Apostando num matiz ainda mais profundo que o do ano passado, a Eucatex escolheu “Eucalipto“: verde escuro denso, para dar base a vários esquemas de cores. Clique para ver maior.

A Eucatex foi fundo no verde e intensificou a cor do ano passado (pela Pantone©) “Greenery“, apostando desta vez num verde mais profundo: “Eucalipto” é um tom de verde acinzentado, que vai da rebeldia mais jovem ao adulto mais austero, das referências urbanas às mais rurais, do universo cosmopolita ao mais étnico. Segundo release da empresa, para que fosse possível se chegar ao tom, foi realizada pesquisa pautada em quatro grupos de gostos do Hemisfério Sul, em especial o Brasil, levando em consideração as influências internacionais sobre o comportamento de consumo da indústria criativa. Os nomes desses grupos foram os seguintes: “Parque dos Sonhos“, “Desconstrução“, “Etnia Retrô” e “Design Futurista“. No primeiro (“Parque dos Sonhos”), as cores são exuberantes, tendem ao orientalismo, aos tons fortes e aos altos contrastes – inclui os terrosos de outros fabricantes e também verdes, azuis e amarelos que andam bombando por aí.

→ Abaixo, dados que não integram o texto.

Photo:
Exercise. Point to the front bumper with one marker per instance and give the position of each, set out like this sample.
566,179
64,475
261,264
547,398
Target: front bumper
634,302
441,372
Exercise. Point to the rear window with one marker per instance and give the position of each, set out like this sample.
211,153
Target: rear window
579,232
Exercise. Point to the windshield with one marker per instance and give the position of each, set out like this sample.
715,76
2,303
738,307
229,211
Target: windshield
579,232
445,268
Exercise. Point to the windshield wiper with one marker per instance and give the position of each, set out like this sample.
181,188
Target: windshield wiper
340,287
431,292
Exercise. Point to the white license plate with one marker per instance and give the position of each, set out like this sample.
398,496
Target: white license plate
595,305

O segundo grupo, ao invés de “Desconstrução” devia-se chamar “discrição” pois é totalmente recatado, envolvendo cinzas e rosinhas claríssimos, além de tons de madeira quase sem cor: alguns tons mais vivos de azul e amarelo podem aparecer mas pouco, sem excessos. O terceiro grupo, “Etnia Retrô“, aposta nos intensos azuis, terracotas, marrons, e rosas, com alguns crus para contrabalançar – achei meio perdido esse grupo. E finalmente, “Design Futurista” traz uma mistureba de cores como se fossem objetos plásticos, artificialismo, esquisitices mil. Sei lá, posso me enganar, mas puseram aí uma experimentação doida de alguns tons de cores, mais o preto, uns off-whites e aquele verde sálvia que ninguém sabia como classificar, para não se perder a chance de oferecer essas cores. Complicado justificar estes dois últimos grupos, viu? 

As paletas de cores “Sinceridade“…

… “Afinidade“…

… e “Conectividade” da Sherwin Williams: famílias de cores as mais belas de 2018.

Bem, em resumo, o que eu posso dizer a vocês é o de sempre: vá colorir sua casa, suas roupas, sua vida, sem medo de errar. Claro que um certo cuidado e alguns testes sempre são indicados, mas eu não me guiaria por modismos e/ou cores da moda ou do ano para decorar minha casa. O mais importante é o que você gosta, curte e imagina. Depois, use sempre a teoria da cor: o que combina, o que contrasta, quais os ‘vizinhos’ do tom que você escolheu para usar. Depois disso, aproveite e arrebente com sua imaginação! Cor faz bem pra gente e se errar, tem mais tinta, tecido e cerâmica para dar uma corrigida básica. Então, use cor, com coragem e alegria!